Basic model adjusted for sex, age, Townsend deprivation index, qualifications, employment, ethnicity, and smoking status. Abbreviations: COVID-19, Coronavirus Disease 2019; CI, confidence interval; OR, odds ratio.

Vitamin D status and COVID-19

Figure 1A shows the associations between vitamin D insufficiency and reported COVID-19 outcomes by subgroup analysis.

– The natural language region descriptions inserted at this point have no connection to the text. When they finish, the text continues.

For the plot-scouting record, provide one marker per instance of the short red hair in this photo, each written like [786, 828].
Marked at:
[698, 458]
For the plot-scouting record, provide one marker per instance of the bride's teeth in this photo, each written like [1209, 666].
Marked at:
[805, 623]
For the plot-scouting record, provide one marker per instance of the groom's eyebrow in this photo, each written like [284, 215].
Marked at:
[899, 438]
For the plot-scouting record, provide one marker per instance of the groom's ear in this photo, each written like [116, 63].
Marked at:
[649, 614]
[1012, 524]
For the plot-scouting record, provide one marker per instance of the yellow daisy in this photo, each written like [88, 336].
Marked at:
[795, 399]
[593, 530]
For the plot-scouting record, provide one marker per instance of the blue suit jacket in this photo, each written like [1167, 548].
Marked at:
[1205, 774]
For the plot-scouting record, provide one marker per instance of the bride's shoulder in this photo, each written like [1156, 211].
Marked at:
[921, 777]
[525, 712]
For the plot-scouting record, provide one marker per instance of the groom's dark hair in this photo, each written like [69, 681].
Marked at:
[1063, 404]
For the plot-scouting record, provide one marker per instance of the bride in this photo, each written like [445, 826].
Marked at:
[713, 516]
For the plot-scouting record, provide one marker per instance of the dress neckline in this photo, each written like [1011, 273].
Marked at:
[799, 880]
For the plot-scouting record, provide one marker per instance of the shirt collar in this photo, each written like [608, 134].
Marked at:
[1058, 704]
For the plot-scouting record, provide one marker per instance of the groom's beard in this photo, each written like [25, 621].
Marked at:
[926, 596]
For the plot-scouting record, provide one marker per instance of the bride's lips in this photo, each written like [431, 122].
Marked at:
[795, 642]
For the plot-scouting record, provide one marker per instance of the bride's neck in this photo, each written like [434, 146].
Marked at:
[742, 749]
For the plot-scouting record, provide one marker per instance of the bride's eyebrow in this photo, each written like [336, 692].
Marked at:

In the univariate models, vitamin D insufficiency was significantly associated with increased risk of COVID-19 hospitalization (OR = 1.28, 95% CI, 1.20-1.37), confirmed COVID-19 (OR = 1.40, 95% CI, 1.24-1.58), and severe COVID-19 (OR = 1.39, 95% CI, 1.20-1.62) overall, as well as within different sex- or age- levels. Similar relationships were found between vitamin D deficiency and COVID-19 (Fig. 1B). After adjustment for covariates, significant results covering all three COVID-19 outcomes remained for the category of vitamin D insufficiency (Supplementary Table 2).

Metabolic/obesity phenotypes, vitamin D status, and COVID-19

Figure 2A presents sex differences in the associations of metabolic/obesity phenotypes and vitamin D levels with three COVID-19 outcomes. COVID-19 risk was especially high in the MUHO group for both men and women. We observed the harmful effects of vitamin D insufficiency with COVID-19 risk; however, the association was null for confirmed COVID-19 in men and severe COVID-19 in both men and women. For elderly female participants, protective effects were investigated against the three COVID-19 outcomes. Men showed higher risks of COVID-19 than women in the elderly sample (Fig. 2B). Similar trends were observed in the sensitivity analyses using the cutoff points of specific metabolic syndrome components and WC as definitions of metabolic health (Supplementary Fig. 1 and Fig. 2).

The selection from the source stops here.